4

Does anyone know a method to use to get a rough size of an OLAP cube based on a star schema data warehouse. Something based on the number of dimensions, the number of records in the dimension tables and the number of fact records and finally the number of aggregations or distinct records etc..

The database I am looking at has a fact table of over 20 billion rows and a few dimension tables of 20 million, 70 million and 1.3 billion rows.

Thanks Nicholas

NER1808
  • 1,829
  • 2
  • 33
  • 45
  • Do you mean size in terms of records, or size in terms of disk-space? – MatBailie Jun 20 '11 at 15:45
  • With this size, I'm curious to know the soft / hardware you'll use (it's just huge a cube with a dimension of 1 billions rows) – ic3 Jun 23 '11 at 21:14
  • At the moment we are using a very fast in-memory database system called WX2 by Kognitio (http://www.kognitio.com/wx2). I am investigating the possibility of pre-processing some data to reduce the load on this very expensive system. Disk is cheaper than memory!! – NER1808 Sep 01 '11 at 16:16

3 Answers3

3

I can see some roadblocks to creating this estimate. Knowing the row counts and cardinalities of the dimension tables in isolation isn't nearly as important as the relationships between them.

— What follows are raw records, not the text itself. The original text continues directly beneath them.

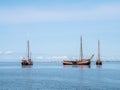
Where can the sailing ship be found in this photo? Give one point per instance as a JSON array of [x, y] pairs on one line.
[[81, 61], [99, 62], [27, 61]]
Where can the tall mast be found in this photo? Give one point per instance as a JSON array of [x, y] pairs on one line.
[[81, 50], [28, 49], [98, 50]]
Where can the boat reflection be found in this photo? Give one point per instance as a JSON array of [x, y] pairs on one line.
[[26, 66], [76, 66], [99, 66]]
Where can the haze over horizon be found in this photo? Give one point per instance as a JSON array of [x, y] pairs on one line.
[[55, 27]]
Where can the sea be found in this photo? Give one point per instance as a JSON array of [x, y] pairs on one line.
[[56, 76]]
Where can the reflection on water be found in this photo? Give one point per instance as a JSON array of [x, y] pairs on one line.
[[76, 66], [55, 76], [26, 66]]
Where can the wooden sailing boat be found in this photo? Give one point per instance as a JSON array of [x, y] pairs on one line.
[[99, 62], [27, 61], [81, 61]]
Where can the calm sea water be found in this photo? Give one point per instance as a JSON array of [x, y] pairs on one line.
[[55, 76]]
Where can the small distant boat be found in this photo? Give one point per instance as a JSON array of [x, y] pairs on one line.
[[27, 61], [99, 62], [81, 61]]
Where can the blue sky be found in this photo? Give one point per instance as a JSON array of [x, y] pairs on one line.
[[55, 27]]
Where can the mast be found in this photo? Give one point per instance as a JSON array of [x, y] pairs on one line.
[[81, 50], [98, 50], [28, 49]]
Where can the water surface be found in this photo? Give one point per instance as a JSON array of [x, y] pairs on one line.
[[55, 76]]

Imagine two low-cardinality dimensions with n and m unique values respectively. Caching OLAP aggregates over those dimensions produces anywhere from n + m values to n * m values depending on how closely the relationship resembles a pure bijection. Given only the information you provided, all you can say is you'll end up with fewer than 3.64 * 10^34 values, which is not very useful.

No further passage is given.